Leading ivory trade investigator Esmond Bradley Martin Murdered in his own home

By Alexa Currier:

Elephant and Rhino lovers across the globe are mourning the loss of one of the world’s top Ivory Trade Investigator’s, Esmond Bradley Martin. On February 4th, Martin was found by his wife, dead on the floor of his home in Nairobi, Kenya, with multiple stab wounds.

Martin had just come home from Myanmar and was writing a report on his findings when he was killed according to BBC’s Alistair Leithead from Nairobi.

The attack is suspected to be a botched break in, however there is no ruling out that his work made him a target in a deliberate attack. Wildlife Conservationists have been murdered in the past for their investigations and discoveries.

Martin was a U.S. citizen and a former UN Special envoy for rhino conservation. Jani Actman, of National Geographic shared that Martin conducted dangerous investigations. He would go undercover on the black market and buy illicit goods in order to discover the products value and intended destination.

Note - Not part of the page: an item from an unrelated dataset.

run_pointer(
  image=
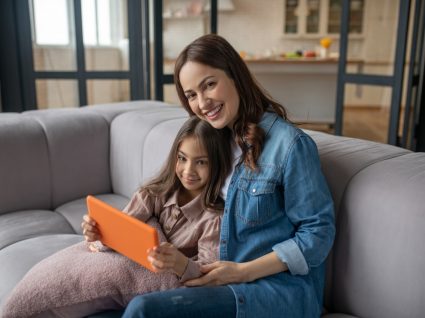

Martin first went to Kenya in the 1970’s to investigate a rapid increase in the number of elephants that were killed for their ivory. One of Martin’s most notable accomplishments was convincing China to end its legal rhino trade in 1993.

According to CNN, Ali Kaka of the International Union for the Conservation of Nature, shared being an ivory investigation is a dangerous career. Individuals are at risk of being exposed without protection. Martin died doing what he was most passionate about. He knew the risks and devoted himself to it anyway.

Dr. Paula Kahumbu, an elephant expert and the CEO of Wildlife Direct, a conservation organization, tweeted that she is horrified by the death of Esmond Bradley Martin, and that “Esmond was at the forefront of exposing the scale of ivory markets in USA, Congo, Nigeria, Angola, China, Hong Kong, Vietnam, Laos and recently Myanmar. He always collaborated with Save the Elephants and worked with many of us generously sharing his findings & views.”

He traveled all over the world with his wife, following and exposing the routes where the products were trafficked. He would photograph and document evidence of illegal sales of elephant ivory and rhino horn.

He dedicated his life to save the elephants and rhinos.

He was, and will remain an icon in conservation. Martin will be missed as he is a great loss among the international conservation community.